La acción exterior de Don Juan Carlos quizá no haya sido suficientemente famosa y apreciada en España, de ahí que se da la paradoja de que, cuando estás en el extranjero, llegan a sorprenderte el cariño y la admiración con que charlan de él personas de todas y cada una de las clases y condiciones. Algo que contrasta con la indiferencia o bien la aversión que le dedican ciertos españoles desinformados o bien de manera directa sectarios.

Además de esto, me ha correspondido el honor y la fortuna de haber tenido algún trato personal con él desde sus primeros años en España, cuando vino a educarse y a conocer a fondo nuestra Patria. En ese trato siempre y en todo momento he comprobado, aparte de su enorme atrayente y simpatía -como les pasa a cuantos le han tratado-, 2 cosas: un conocimiento profundo y serio de todos y cada uno de los temas que han ocupado las conversaciones que hemos compartido, y un incondicional amor a España y a todo lo de España. No tengo la mínima duda de que su vida está marcada por ese amor a España y por esa incesante voluntad de asistir a que los españoles seamos poco a poco más libres y más prósperos.

Puedo imaginar el desgarro y la tristeza que le ha debido provocar la resolución de desamparar temporalmente España, si bien, como muchos españoles, sostengo la esperanza de que sea una situación transitoria y que pronto vuelva a nuestra Patria.

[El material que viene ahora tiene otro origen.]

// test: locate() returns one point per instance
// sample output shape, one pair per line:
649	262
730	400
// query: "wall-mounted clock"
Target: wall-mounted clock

Cuando veo que los que encabezan este repugnante ajusticiamiento contra su persona son políticos marxistas, que jamás han creado un puesto, y separatistas, que no ocultan sus propósitos de romper nuestra Nación, todavía se me agranda más la figura de Don Juan Carlos, y me rechina la actitud del presidente Sánchez, que es capaz de compartir su sillón en el consejo de ministros con todos los que, tras los ataques a Don Juan Carlos, no ocultan su propósito de terminar con el régimen que los españoles nos dimos mayoritariamente con la Constitución de 1978. Cuando, entonces sí, los políticos de todos y cada uno de los partidos -incluyendo el marxista de Moflete y los nacionalistas y, naturalmente, el socialista- tuvieron la grandiosidad y el patriotismo de, conducidos por el Rey, estacionar sus intereses partidarios para buscar el bien de todos y cada uno de los españoles.